Crowded hallways affect West students


As the amount of students at West increases, the hallways become more crowded, causing problems for students. Photo by Anna Eklund.

Anna Eklund, Features Editor

This year, the halls at Joliet West have been more crowded than ever. Going class to class has been chaotic and the main hallways of the school, the downstairs B building hallways, are the most crowded.

The situation has gotten to the point that students will be at a complete stop while trying to maneuver through the hustle and bustle of the hallway. Many students find themselves late because there are so many people walking slowly.

Junior Julissa Herrera said, “The hallways at West resemble a maze. It is virtually impossible to get anywhere in the mess of students, some who are very rude and disrespectful. By the time you make your way to the less dense areas, you’re most likely already late to your next class.”

Herrera, along with many others, has a difficult time getting anywhere in the school because of this dilemma.

Accidentally bumping into someone can turn into unnecessary arguments. This can also lead to fights in the hallways, which is dangerous during passing period with hundreds of other students around.

With upwards of 3,000 students attending Joliet West, this population problem was bound to occur. A senior, Melissa Baloy, agrees that the hallways are too crowded. “The hallways make it so difficult for me to get to class on time, and out of the four years I’ve been at West I think this is the worst,” she says.
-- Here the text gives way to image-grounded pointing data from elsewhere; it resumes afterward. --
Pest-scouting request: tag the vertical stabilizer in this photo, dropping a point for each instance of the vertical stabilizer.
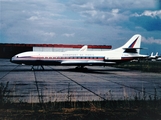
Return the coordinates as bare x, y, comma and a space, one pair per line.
134, 42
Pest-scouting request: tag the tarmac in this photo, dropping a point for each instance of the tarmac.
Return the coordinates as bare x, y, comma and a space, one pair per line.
65, 83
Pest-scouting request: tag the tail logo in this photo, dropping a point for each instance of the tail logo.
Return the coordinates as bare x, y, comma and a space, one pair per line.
133, 44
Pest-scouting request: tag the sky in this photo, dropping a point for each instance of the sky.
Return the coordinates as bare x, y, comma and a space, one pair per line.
96, 22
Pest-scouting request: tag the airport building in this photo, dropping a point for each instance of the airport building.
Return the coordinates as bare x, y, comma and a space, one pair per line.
7, 50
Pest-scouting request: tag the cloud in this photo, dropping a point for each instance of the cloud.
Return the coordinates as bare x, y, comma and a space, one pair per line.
151, 40
68, 34
149, 20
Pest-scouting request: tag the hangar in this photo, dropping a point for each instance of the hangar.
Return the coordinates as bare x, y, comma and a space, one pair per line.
7, 50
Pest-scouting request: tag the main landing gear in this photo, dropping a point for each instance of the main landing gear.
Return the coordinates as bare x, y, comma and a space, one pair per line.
37, 67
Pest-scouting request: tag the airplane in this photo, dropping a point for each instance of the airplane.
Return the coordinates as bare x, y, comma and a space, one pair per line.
153, 56
81, 58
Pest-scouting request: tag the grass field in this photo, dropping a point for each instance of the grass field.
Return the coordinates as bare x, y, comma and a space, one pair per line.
145, 66
137, 109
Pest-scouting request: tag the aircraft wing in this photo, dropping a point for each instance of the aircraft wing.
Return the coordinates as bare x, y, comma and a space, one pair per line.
86, 62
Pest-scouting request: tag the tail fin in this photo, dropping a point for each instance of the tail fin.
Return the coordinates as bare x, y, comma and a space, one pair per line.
133, 45
134, 42
156, 55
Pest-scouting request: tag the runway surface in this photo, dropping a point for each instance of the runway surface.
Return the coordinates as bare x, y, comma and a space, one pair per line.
64, 83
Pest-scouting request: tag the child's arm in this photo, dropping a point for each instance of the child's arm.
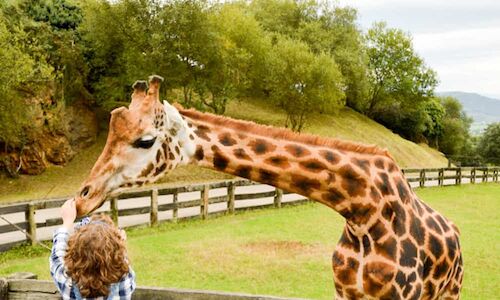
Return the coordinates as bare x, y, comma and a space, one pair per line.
60, 243
57, 270
127, 284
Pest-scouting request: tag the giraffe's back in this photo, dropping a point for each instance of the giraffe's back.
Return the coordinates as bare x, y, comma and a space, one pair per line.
412, 252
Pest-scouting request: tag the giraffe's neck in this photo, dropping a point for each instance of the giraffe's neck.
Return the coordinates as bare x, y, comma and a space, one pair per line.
352, 179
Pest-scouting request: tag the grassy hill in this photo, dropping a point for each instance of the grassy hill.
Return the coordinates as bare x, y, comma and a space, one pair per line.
59, 181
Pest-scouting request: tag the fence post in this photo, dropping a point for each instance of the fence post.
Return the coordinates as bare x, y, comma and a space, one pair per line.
204, 202
230, 198
175, 198
4, 288
153, 214
31, 230
422, 177
441, 177
277, 198
113, 205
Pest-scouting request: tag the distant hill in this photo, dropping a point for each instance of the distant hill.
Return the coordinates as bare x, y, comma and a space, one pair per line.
483, 110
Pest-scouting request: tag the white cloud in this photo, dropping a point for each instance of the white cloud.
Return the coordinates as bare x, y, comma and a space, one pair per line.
458, 39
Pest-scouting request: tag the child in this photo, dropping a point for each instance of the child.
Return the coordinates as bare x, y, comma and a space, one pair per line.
92, 262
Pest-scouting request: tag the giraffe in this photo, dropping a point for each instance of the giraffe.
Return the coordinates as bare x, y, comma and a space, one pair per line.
393, 245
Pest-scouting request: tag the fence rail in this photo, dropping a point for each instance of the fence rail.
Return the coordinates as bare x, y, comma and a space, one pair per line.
19, 288
29, 216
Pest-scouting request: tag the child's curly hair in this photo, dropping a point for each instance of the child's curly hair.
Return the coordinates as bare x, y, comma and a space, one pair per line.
96, 256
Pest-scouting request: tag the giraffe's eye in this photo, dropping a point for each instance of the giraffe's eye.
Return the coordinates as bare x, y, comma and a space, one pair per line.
144, 142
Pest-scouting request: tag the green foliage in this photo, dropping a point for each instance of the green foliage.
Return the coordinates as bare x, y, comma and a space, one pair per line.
302, 83
21, 65
456, 126
434, 125
401, 83
489, 144
302, 56
326, 29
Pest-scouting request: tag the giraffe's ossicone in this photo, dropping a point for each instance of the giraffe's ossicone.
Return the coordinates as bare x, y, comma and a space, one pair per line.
393, 245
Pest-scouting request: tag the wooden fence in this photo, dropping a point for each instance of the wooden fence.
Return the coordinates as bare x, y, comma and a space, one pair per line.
416, 177
26, 287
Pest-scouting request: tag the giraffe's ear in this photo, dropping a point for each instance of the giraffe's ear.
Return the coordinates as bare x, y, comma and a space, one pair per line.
154, 87
174, 119
120, 120
140, 87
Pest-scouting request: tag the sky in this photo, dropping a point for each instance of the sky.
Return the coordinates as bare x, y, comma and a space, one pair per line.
459, 39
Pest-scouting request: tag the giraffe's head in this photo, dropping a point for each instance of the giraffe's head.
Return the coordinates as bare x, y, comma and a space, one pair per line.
145, 140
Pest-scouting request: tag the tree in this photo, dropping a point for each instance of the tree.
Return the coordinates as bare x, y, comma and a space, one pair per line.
434, 125
397, 73
456, 127
302, 83
327, 29
489, 144
24, 71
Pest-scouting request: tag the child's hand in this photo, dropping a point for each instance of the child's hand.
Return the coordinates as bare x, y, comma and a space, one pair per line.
123, 234
68, 213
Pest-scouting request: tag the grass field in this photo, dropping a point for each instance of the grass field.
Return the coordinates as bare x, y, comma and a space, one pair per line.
287, 252
59, 181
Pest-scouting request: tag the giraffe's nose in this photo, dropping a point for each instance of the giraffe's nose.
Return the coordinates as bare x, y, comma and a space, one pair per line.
85, 191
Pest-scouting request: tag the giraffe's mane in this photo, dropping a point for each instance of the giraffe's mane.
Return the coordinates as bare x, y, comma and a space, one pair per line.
281, 133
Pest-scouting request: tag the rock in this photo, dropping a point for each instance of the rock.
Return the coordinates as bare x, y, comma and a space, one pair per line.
33, 161
82, 126
57, 148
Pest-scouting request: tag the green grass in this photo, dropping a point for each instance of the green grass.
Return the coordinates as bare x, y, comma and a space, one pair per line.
59, 181
287, 252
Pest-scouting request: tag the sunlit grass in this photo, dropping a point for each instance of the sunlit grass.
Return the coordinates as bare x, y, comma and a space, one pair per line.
287, 252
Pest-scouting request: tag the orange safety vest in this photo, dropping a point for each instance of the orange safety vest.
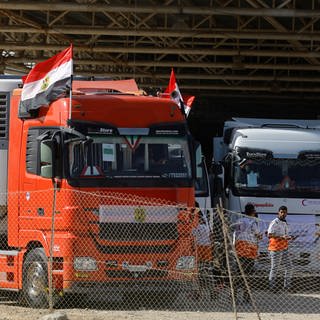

The classrooms at West have also been overcrowded. Many classes at West have been far over the comfortable limit for both students and teachers. In some classes, they are filled with over 30 students eager to learn, but only one teacher to provide them with material and instruction on a topic. The teacher-to-student ratio is off-balance in many classes, where some classes have less than 20 students and some have over 30.

This issue can be fixed with a better-placed balance of students throughout the school to make the traffic less prominent in one area. With many new students coming into West, this problem may only get worse, but with better placement of students in classrooms, this problem could be an easy fix.